AMENDE JUSQU’À 1 000 $

POUR CHAQUE JOUR OU PARTIE DE JOUR À L’EMPLOYEUR AYANT RECOURS À DES BRISEURS DE GRÈVES ET MÊME AMENDE AUX BRISEURS DE GRÈVES. 

Si vous êtes en grève ou en lock-out,  personne à part les cadres de l’établissement ne peut remplir vos fonctions ou celles des autres salariés en conflit. De plus, il vous est interdit de remplir vos fonctions et il est également interdit à l’employeur d’utiliser vos services.

Il existe dans le Code du travail des dispositions interdisant à l’employeur le recours à des personnes assimilées à des briseurs de grève. Notamment, l’employeur ne peut engager de personnel (cadre ou salarié) après le début de la phase de négociation (le ou vers le 1er mai 2017) pour remplir les fonctions d’un salarié en grève ou en lock-out.

La même interdiction vaut également pour l’utilisation, dans l’établissement en grève, du personnel d’un autre employeur. Quant aux salariés d’un autre établissement de l’employeur, ils ne peuvent être affectés à l’établissement en grève ou en lock-out. A moins d’une entente de principe satisfaisante pour les membres, MARDI SOIR, À 23 :59, UNE GRÈVE GÉNÉRALE SERA DÉCLENCHÉE VISANT TOUS LES ÉTABLISSEMENTS.

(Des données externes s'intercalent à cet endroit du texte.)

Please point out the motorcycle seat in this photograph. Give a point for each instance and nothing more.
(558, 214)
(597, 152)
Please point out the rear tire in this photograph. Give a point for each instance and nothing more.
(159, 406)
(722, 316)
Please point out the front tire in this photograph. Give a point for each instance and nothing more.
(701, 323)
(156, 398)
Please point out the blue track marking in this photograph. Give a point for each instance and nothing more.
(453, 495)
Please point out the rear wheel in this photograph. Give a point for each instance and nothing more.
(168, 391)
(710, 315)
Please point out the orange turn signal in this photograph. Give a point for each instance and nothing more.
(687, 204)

Par ailleurs, même si un salarié faisant partie de l’unité de négociation ( VOUS TOUS) en conflit voulait continuer d’effectuer son travail malgré la grève ou le lock-out, il lui est interdit de le faire et il est également interdit à  votre employeur d’utiliser vos services, dans l’établissement visé par le conflit ou ailleurs.

Les dispositions relatives aux briseurs de grève, inscrites au Code du travail, interdisent l’utilisation de personnes physiques, autre que des cadres et sous certaines conditions, pour exécuter les fonctions des salariés en grève ou en lock-out.

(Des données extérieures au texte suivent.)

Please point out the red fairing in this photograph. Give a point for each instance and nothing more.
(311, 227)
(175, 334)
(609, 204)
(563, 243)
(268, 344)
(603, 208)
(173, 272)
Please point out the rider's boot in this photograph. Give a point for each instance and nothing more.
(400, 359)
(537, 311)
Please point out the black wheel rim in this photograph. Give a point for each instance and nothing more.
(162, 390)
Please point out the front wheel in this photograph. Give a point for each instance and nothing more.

Seuls les cadres de l’établissement où se situe l’unité de négociation visée par la grève ou le lock-out peuvent remplir les fonctions des salariés en conflit, à la condition supplémentaire qu’ils aient été embauchés avant la date qui marque le début des négociations.    Sachez que l’UES800, dès qu’il sera informé d’une telle situation, demandera  au ministre du Travail de  dépêcher un enquêteur sur les lieux (article 109.4). De plus, sachez que l’UES800 ne tolèrera pas que vous continuez à travailler dans vos édifices pendant la grève.

Des poursuites pénales pourront également être prises à l’encontre de l’employeur et des briseurs de grèves.

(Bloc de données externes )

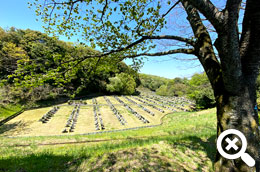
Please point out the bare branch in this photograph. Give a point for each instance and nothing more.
(180, 50)
(172, 37)
(211, 12)
(103, 11)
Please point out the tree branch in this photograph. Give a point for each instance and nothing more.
(172, 37)
(180, 50)
(211, 12)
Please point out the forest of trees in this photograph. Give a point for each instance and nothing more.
(26, 55)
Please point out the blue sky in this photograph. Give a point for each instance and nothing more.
(16, 13)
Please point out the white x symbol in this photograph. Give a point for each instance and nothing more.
(231, 144)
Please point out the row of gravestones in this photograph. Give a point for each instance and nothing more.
(155, 101)
(140, 117)
(97, 115)
(77, 102)
(170, 102)
(145, 109)
(115, 111)
(183, 100)
(73, 118)
(46, 117)
(148, 104)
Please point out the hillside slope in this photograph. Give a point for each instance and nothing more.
(185, 142)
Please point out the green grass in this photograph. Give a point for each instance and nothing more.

En vertu de l’article 142.1. du Code du travail, quiconque contrevient à l’article 109.1 de cette même loi, commet une infraction et est passible d’une amende d’au plus 1 000 $ pour chaque jour ou partie de jour pendant lequel dure l’infraction.

 

Syndicalement vôtre,

 

Les membres du comité de négociation et de mobilisation.